Qué difícil

Cuando se es niño y se está enfrentado a haceralgo que sobrepasa las destrezas , la exclamación de «¡esto es muy difícil !» resume toda la frustración ytoda la decisión de abandonar lo que se está haciendo.Generalmente esta situación siempre hace surgir un adulto voluntario que viene, con intención de rescatar al niño: «¡Venga y verá que no es difícil !». Con esto, se produce una escena que se repetirá incesantemente a lo largo de nuestra vida: la negación de la realidad.A quien dice que algo es difícil, la mejor forma de ayudarle es aceptar que para él o ella, lo real es la dificultad.

Si un adulto o alguien con autoridad, como un jefe, un entrenador, un profesor,niega a a una personala realidad de lo difícil, el mensaje que esta persona recibe es el de que señalar una dificultad es negativo. De aquí en adelante, la persona que encuentra la dificultad podría empezar a buscarle explicaciones a la dificultad. Desafortunadamente esas explicaciones podrían tomar caminos que la deterioran : soy muy «chapa», a otros no les cuesta tanto, mejor no vuelvo a intentarlo.

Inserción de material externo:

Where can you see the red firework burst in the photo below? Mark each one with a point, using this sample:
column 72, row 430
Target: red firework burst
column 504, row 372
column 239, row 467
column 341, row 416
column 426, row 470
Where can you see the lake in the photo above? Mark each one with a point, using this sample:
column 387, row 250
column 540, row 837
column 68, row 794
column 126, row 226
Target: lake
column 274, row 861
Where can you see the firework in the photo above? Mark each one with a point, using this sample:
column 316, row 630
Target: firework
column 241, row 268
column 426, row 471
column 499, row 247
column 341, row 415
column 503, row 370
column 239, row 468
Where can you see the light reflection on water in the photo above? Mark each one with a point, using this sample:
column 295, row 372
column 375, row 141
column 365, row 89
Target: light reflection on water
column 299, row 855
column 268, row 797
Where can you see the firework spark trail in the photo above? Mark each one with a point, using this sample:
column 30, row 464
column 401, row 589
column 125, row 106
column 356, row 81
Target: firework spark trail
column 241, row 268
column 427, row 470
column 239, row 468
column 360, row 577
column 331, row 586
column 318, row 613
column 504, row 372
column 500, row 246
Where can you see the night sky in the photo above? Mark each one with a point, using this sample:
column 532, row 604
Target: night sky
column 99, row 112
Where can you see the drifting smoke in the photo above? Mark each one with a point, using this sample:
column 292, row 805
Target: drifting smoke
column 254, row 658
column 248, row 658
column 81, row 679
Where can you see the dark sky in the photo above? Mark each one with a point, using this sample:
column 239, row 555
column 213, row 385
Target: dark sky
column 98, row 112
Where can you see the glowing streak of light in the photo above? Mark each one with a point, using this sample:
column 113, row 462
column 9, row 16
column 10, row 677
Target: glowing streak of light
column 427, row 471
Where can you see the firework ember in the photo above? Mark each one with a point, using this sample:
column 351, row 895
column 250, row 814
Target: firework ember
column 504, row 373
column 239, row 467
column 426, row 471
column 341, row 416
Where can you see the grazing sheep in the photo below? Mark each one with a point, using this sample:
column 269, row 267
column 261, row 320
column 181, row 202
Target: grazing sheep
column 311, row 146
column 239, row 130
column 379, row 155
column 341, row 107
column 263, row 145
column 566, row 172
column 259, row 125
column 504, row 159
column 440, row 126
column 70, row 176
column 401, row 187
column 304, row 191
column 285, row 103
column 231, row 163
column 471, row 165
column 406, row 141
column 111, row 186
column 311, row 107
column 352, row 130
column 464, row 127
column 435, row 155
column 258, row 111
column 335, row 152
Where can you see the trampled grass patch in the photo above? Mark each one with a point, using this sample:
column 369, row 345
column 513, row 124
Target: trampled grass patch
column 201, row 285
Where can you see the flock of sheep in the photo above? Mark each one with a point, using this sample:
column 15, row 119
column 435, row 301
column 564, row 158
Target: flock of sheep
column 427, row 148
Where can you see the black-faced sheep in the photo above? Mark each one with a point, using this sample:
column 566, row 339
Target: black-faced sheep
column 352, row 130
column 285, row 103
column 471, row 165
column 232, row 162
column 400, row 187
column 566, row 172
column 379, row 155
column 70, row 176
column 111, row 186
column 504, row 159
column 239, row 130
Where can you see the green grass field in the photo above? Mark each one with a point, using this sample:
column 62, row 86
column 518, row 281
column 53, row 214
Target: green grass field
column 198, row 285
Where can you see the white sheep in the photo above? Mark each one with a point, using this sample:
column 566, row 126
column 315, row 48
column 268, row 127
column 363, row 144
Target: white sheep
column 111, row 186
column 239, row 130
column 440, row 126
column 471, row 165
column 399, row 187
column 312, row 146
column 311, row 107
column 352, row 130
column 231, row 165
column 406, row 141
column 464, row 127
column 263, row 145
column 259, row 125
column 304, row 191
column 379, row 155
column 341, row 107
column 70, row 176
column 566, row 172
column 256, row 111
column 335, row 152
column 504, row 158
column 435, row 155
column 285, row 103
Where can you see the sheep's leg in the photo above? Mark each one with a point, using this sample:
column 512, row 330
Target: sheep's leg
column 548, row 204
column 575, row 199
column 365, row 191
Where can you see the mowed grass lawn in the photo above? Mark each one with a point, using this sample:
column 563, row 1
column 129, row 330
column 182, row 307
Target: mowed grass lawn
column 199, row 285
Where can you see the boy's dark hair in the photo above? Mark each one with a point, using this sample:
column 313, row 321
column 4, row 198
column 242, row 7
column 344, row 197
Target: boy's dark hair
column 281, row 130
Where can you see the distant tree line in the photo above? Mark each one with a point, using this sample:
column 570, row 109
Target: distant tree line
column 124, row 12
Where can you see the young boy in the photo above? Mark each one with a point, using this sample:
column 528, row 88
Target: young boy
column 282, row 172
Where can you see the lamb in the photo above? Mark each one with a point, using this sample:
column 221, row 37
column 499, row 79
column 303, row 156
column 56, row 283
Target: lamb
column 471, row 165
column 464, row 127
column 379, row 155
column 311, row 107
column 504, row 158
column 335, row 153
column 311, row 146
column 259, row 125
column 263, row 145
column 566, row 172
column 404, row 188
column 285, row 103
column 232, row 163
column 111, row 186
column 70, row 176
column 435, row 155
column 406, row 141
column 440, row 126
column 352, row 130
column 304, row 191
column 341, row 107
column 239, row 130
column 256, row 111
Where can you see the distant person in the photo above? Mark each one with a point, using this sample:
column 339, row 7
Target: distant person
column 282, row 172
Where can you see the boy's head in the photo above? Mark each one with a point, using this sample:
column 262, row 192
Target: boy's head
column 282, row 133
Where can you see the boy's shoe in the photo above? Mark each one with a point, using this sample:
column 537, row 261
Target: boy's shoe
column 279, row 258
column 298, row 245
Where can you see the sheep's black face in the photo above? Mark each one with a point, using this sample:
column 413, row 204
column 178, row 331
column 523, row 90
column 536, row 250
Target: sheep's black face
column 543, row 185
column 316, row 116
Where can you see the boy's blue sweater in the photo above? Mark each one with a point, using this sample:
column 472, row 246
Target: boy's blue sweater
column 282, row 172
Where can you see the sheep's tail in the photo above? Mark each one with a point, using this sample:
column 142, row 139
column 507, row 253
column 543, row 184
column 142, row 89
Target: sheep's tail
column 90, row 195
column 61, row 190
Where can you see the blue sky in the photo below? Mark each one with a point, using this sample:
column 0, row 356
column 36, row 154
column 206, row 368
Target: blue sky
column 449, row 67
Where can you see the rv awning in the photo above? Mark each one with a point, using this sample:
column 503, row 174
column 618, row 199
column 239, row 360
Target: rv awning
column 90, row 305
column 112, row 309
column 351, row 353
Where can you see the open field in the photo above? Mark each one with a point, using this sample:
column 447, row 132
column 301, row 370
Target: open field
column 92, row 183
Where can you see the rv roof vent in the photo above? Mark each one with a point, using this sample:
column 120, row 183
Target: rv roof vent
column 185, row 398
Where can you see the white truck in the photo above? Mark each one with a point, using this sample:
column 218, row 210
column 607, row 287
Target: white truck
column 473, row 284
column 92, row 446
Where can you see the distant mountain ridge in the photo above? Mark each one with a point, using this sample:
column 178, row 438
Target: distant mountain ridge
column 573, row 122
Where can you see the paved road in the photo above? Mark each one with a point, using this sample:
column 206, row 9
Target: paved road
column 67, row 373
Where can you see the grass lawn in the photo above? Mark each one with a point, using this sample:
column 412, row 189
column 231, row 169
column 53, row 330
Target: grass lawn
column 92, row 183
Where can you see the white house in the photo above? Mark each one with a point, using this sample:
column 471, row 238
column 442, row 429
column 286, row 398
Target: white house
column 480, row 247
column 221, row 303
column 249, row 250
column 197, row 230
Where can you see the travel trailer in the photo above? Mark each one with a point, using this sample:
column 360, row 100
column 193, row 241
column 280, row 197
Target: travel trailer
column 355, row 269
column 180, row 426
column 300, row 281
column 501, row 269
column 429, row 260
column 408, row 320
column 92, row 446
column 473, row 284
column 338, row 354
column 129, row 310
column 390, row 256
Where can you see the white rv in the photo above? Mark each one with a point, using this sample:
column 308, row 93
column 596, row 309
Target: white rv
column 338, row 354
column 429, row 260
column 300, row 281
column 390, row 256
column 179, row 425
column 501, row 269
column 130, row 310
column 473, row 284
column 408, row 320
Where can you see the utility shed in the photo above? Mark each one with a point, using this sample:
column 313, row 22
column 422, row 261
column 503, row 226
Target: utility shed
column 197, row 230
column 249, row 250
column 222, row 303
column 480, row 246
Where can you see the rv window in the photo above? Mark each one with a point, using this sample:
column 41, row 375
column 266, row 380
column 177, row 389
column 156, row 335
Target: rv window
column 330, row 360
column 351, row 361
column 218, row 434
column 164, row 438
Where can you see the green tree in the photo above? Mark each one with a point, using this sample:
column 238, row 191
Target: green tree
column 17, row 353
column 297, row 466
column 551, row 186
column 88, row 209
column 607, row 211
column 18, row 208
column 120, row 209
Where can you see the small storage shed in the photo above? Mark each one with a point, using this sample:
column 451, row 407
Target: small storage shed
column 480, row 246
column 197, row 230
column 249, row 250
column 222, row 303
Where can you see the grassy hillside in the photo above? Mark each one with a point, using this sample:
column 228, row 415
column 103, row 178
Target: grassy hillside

Aceptar que algo es difícil, o que es doloroso, o que demanda sacrificio es un buen punto de partida para la acción realista. No se le ayuda a un colaborador a quien le estamos pidiendo que venga a trabajar el domingo, si se le dice que podría disfrutar haciendo ese uso de su feriado. Es preferible de manera adulta aceptar y compartir que el domingo preferimos descansar pero que hay situaciones que hacen necesario trabajar durante ese día de descanso.

Decirle a alguien que no es tan desagradable ir al dentista, es poner en peligro la confianza que aquél nos tiene. Es preferible con realismo ayudarlo a ver las consecuencias de posponer el tratamiento. Lo difícil, lo desagradable, lo doloroso, tienen mala prensa, y es natural que lo tratemos de evitar. Pero también es necesario que lo sepamos asumir como adultos.

Una forma de justificar lo difícil, lo desagradable, es a través de los objetivos. Si el objetivo vale la pena, el esfuerzo se hace más llevadero. De ahí la enorme importancia de que nuestros colaboradores sepan para qué se hace algo. Para qué hay que trabajar el domingo. Para qué hay que repetir lo que acabamos de terminar. Desgraciadamente, nuestra visión de corto plazo nos hace más presente el esfuerzo que el objetivo. Cuando vamos escalando, sentimos más las rodillas sobrecargadas que la sensación de logro de llegar a la cumbre. En la mente del estudiante está más presente el peso de las horas de estudio, que la expectativa de éxito al final del curso . Por eso aprender, cambiar, mejorar tropiezan con tantos obstáculos. Por eso abundan más los buenos propósitos que las realizaciones.

Nada que valga la pena se realiza sin sacrificio. Es bueno poder hacer las cosas con gusto, pero no todas se pueden hacer por gusto . En ese sentido el trabajo es fuente de disciplina y de formación del carácter. Todo lo cual suena a predicación para un adolescente que con negligencia va dejando que sus calificaciones en la escuela caigan a niveles peligrosos. Sólo que de pronto, el mensaje ya no viene de la abuela preocupada o del orientador del colegio sino que viene de Warren Bennis, experto en liderazgo, profesor distinguido de la Universidad de California del Sur: «Pienso que liderazgo es carácter. Carácter no es sólamente estilo superficial. Tiene que ver con quiénes somos como seres humanos y con lo que nos forma».

Si la disciplina del trabajo difícil nos forma, también nos hace un poco líderes. Basta entonces de «dorar la píldora». Mejor que intentar endulzar lo difícil es darle el valor que tiene para la propia formación.